Static topology has a pre-marked structure where clusters and vacant “cells” for new nodes are defined. Dynamic topology only defines the conditions for adding nodes, the fulfillment of which allows the node to join the cluster. Joining closed segments within the H-Net architecture requires confirmation of certificates ledgered by notaries (see 2.3.2). The main types of definitions for network architecture include:

• SEED - the core of the main network that is launched during the first network initialization. These nodes differ by having public keys directly written in the configuration files (later loaded into the ledger). They form a network of trust and are the equivalent of genesis-structures in similar systems. The SEED structure is not required for the existence of the network after a certain time but is associated with the initial launch of the network.

• PRIVATE SEGMENT - closed network segments allow nodes to connect based on a dedicated Node Cell, which is the specific cluster number and number node reserved for the specific node. When joining, the new node provides the details of a certificate it was previously issued and based on that, its membership is confirmed in a particular cluster.

• PUBLIC SEGMENT - joining the public segment (the only one within the network) requires an understanding of the gateway: a node with a certain IP and open ports that allows one to “find” the desired cluster and a specific cell. This can be done through off-line communication or through accessing SDN (special listings of gateways hosted in the cloud, such as Google Drive, which may list various gateways or other SDN files).

The figure below shows a general network diagram with indications for various segment types:

The dynamic nature of the network is also determined by the different in choice of network ports, which can be changed dynamically and allow for rebuilding configuration on the go. The main dynamic support for DGT does not come from the GOSSIP protocol, but rather from the topological family of transactions. The joining of a node can also be determined by anchor mechanisms, such as the fulfillment of preconditions for payments or reservations of ETH in the Ethereum network.

2.2.5 Cluster Formation

A cluster is represented by a group of servers that have a common leader. In fact, a cluster is a virtual non-existent (empty) node that describes a group of a servers as one whole.
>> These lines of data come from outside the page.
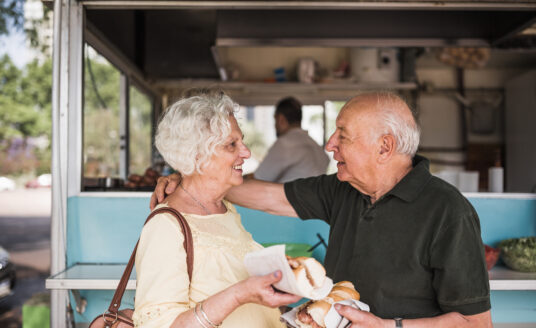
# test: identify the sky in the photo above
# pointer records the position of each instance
(14, 45)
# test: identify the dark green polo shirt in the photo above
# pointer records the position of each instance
(416, 252)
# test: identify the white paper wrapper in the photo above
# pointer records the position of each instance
(273, 258)
(332, 320)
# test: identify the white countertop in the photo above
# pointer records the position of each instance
(106, 276)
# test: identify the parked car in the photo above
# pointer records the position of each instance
(6, 184)
(7, 274)
(44, 180)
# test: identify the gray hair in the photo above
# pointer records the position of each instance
(391, 118)
(191, 128)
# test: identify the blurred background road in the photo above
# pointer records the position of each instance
(25, 234)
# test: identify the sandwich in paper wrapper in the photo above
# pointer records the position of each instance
(322, 313)
(306, 277)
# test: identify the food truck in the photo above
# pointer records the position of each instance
(467, 68)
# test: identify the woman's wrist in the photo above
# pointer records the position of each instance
(240, 293)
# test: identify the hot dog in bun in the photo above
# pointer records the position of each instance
(312, 313)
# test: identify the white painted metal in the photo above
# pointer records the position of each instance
(75, 85)
(107, 276)
(91, 276)
(123, 126)
(501, 278)
(66, 136)
(350, 42)
(371, 5)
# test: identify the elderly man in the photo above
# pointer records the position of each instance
(409, 241)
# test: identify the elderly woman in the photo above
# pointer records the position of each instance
(200, 138)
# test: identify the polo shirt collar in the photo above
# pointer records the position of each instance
(412, 184)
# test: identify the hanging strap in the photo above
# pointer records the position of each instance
(188, 246)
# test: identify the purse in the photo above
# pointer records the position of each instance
(115, 318)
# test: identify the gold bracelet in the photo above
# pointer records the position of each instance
(198, 318)
(206, 317)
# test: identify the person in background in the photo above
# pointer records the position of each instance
(200, 138)
(409, 241)
(294, 154)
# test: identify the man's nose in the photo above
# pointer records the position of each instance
(245, 152)
(331, 144)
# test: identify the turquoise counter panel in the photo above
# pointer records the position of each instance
(105, 230)
(505, 218)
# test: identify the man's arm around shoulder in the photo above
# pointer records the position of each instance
(261, 195)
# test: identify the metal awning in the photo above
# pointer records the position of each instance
(157, 35)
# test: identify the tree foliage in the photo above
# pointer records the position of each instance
(25, 114)
(11, 14)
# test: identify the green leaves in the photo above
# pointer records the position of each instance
(25, 99)
(11, 14)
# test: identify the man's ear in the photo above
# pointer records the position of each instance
(387, 147)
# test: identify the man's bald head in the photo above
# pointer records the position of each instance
(391, 115)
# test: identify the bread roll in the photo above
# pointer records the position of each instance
(345, 283)
(304, 285)
(309, 273)
(312, 314)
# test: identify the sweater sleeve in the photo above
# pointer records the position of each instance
(162, 291)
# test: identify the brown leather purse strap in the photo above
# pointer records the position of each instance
(188, 246)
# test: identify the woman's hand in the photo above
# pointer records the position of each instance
(164, 186)
(259, 290)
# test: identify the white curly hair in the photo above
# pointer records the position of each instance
(191, 129)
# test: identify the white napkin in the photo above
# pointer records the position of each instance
(332, 319)
(273, 258)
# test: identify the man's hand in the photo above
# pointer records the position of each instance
(164, 186)
(360, 318)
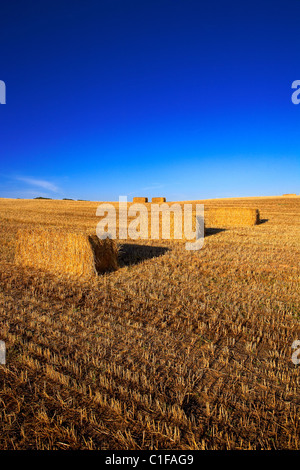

• Forming a cluster is only possible within the conditions specified by the topology (a node that joins the network receives a “licence” to open its own cluster

• Each cluster has a leader who collects data based on voting results. After a given number of rounds (also determined by the topology processor), a change of leader occurs. This leads to the change of all permalinks - those inside the cluster, and those leading inside it and outside as well.

• The change of permalinks is one of the transactions of the topological processor and is written inside the ledger.

• A cluster can have a limit on its width (number of nodes inside it) and depth (the number of other clusters connected to it by permalinks)

• In case of loss of connection on the existing permalinks, the remounting operation is provided. It performs the regrouping of nodes in the absence of communication with the “parent cluster.”

Footnotes

[1]

A tree-like topology is shown, but it can be more complex in practice.